It wasnt replaced until 1968 when the 1053- foot-long Gerald Desmond Bridge was finished.
Pontoon bridge long beach california. Feb 26 2016 - Pontoon Bridge connecting Terminal Island. In the mid-1960s construction began on the replacement of the pontoon bridge the Gerald Desmond Bridge. Half a century after it was built the Gerald Desmond is still able to serve the City of Long Beach in southern California but it has come to be called functionally obsolete by engineers.
Built by the Navy. This section of Ocean Blvd was previously part of CA 7. Every sailor who served in Long Beach California was familiar with the pontoon bridge which linked the city to Terminal Island where the Navy base and shipyard were located.
The Terminal IslandPort of Los Angeles Collection documents the neighborhoods businesses and landscapes on Terminal Island Catalina Island San Pedro and. The Bridge was a intended for a temporary usage for the Long. Rising and falling tides make the trip across an adventure for local drivers.

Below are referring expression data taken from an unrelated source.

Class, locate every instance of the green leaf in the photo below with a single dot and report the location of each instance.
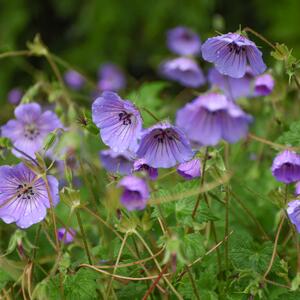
(81, 286)
(248, 255)
(4, 278)
(291, 137)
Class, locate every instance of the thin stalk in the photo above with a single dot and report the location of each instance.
(195, 289)
(274, 248)
(201, 182)
(158, 266)
(83, 237)
(116, 264)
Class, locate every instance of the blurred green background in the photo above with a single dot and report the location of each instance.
(130, 33)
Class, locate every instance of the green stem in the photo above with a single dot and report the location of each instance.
(201, 183)
(83, 237)
(116, 264)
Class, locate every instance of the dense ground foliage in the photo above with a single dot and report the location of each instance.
(179, 186)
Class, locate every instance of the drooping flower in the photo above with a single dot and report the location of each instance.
(24, 198)
(190, 170)
(135, 193)
(14, 96)
(293, 211)
(264, 85)
(141, 165)
(111, 78)
(231, 53)
(119, 121)
(183, 41)
(74, 79)
(30, 128)
(212, 117)
(121, 163)
(233, 88)
(66, 236)
(163, 146)
(183, 70)
(286, 167)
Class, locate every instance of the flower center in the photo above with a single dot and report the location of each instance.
(233, 47)
(125, 118)
(25, 191)
(31, 131)
(165, 134)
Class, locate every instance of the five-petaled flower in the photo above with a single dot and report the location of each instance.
(286, 167)
(293, 211)
(66, 235)
(231, 53)
(212, 117)
(141, 165)
(135, 193)
(24, 196)
(190, 169)
(30, 128)
(164, 145)
(119, 121)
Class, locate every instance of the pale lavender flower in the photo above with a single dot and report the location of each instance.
(119, 121)
(190, 169)
(286, 167)
(141, 165)
(231, 53)
(212, 117)
(297, 188)
(233, 88)
(183, 41)
(14, 96)
(121, 163)
(135, 194)
(111, 78)
(183, 70)
(66, 236)
(293, 211)
(24, 197)
(30, 128)
(264, 85)
(164, 145)
(74, 79)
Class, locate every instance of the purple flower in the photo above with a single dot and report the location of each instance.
(183, 70)
(111, 78)
(31, 126)
(190, 170)
(24, 197)
(293, 211)
(233, 88)
(113, 162)
(297, 188)
(74, 80)
(264, 85)
(67, 236)
(212, 117)
(183, 41)
(286, 167)
(164, 145)
(140, 165)
(119, 121)
(135, 193)
(14, 96)
(231, 53)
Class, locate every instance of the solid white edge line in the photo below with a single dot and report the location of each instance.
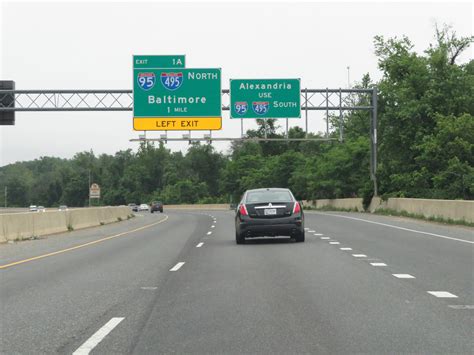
(461, 306)
(177, 266)
(404, 276)
(396, 227)
(442, 294)
(97, 337)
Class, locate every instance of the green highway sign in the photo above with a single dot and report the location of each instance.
(265, 98)
(176, 93)
(158, 61)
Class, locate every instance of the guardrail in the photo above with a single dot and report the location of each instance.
(19, 226)
(456, 210)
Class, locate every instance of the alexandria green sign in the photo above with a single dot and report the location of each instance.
(176, 92)
(265, 98)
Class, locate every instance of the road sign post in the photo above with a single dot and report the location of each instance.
(265, 98)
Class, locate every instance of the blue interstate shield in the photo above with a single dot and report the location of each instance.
(146, 80)
(172, 81)
(241, 107)
(260, 107)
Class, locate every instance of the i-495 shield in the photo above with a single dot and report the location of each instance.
(172, 81)
(241, 107)
(146, 80)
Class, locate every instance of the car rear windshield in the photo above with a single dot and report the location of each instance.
(269, 196)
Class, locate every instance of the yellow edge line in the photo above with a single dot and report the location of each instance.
(81, 245)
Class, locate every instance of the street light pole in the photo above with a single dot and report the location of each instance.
(89, 187)
(348, 77)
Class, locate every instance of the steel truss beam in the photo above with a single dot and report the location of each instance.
(122, 100)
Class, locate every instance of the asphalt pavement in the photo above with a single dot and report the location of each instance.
(177, 283)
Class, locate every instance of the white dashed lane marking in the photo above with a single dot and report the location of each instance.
(404, 276)
(401, 228)
(177, 266)
(442, 294)
(95, 339)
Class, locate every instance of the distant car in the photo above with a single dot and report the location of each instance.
(156, 206)
(133, 206)
(269, 212)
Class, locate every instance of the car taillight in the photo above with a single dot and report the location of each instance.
(296, 208)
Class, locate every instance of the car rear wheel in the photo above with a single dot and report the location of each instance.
(239, 238)
(300, 237)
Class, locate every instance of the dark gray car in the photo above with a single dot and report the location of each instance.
(269, 212)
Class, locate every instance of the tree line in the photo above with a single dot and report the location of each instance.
(425, 135)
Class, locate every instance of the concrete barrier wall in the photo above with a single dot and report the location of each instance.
(341, 203)
(447, 209)
(216, 206)
(18, 226)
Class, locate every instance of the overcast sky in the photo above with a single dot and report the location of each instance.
(53, 45)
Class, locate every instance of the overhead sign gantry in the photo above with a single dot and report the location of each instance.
(172, 98)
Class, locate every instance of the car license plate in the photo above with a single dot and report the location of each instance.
(270, 212)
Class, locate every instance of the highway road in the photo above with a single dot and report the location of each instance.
(177, 283)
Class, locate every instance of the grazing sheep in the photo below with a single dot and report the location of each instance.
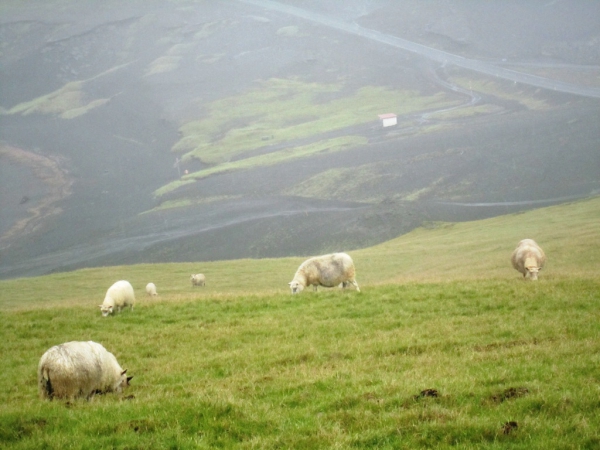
(79, 369)
(327, 270)
(117, 297)
(198, 279)
(528, 258)
(151, 289)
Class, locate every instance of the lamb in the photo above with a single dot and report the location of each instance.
(151, 289)
(79, 369)
(198, 279)
(118, 296)
(327, 270)
(528, 258)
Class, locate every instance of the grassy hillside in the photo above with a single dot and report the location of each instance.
(445, 346)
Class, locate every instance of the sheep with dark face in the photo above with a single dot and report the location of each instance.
(79, 369)
(528, 258)
(328, 270)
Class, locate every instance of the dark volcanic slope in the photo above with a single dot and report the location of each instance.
(100, 92)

Before the old Gerald Desmond opened in 1968 there was a floating pontoon bridge that connected downtown Long Beach to Terminal Island home to the former Navy base. Terminal Island California OBJECT GENRE. The roughly 15-mile span named after a former city attorney and councilman of the City of Long Beach was completed in 1968.
Its namesake was a prominent Long Beach civic leader who served as a Long Beach city councilman and also as the city attorney. The Gerald Desmond Bridge connecting Terminal Island to Long Beach was preceded by a pontoon bridge built by the Navy in 1948 as a 6-month temporary emergency structure The pontoon bridge went on to last until the opening of the Gerald Desmond Bridge in 1968. See this object in the California State Universities Japanese American Digitization project site.
The pontoon bridge was a traffic bottleneck until it was replaced by the Gerald Desmond Bridge in late 1968. The floating bridge separates and is retracted when water traffic needs to enter or leave. The pontoon bridge was an engineering marvel of floating sections which an operator could separate in order to allow boat traffic to pass through.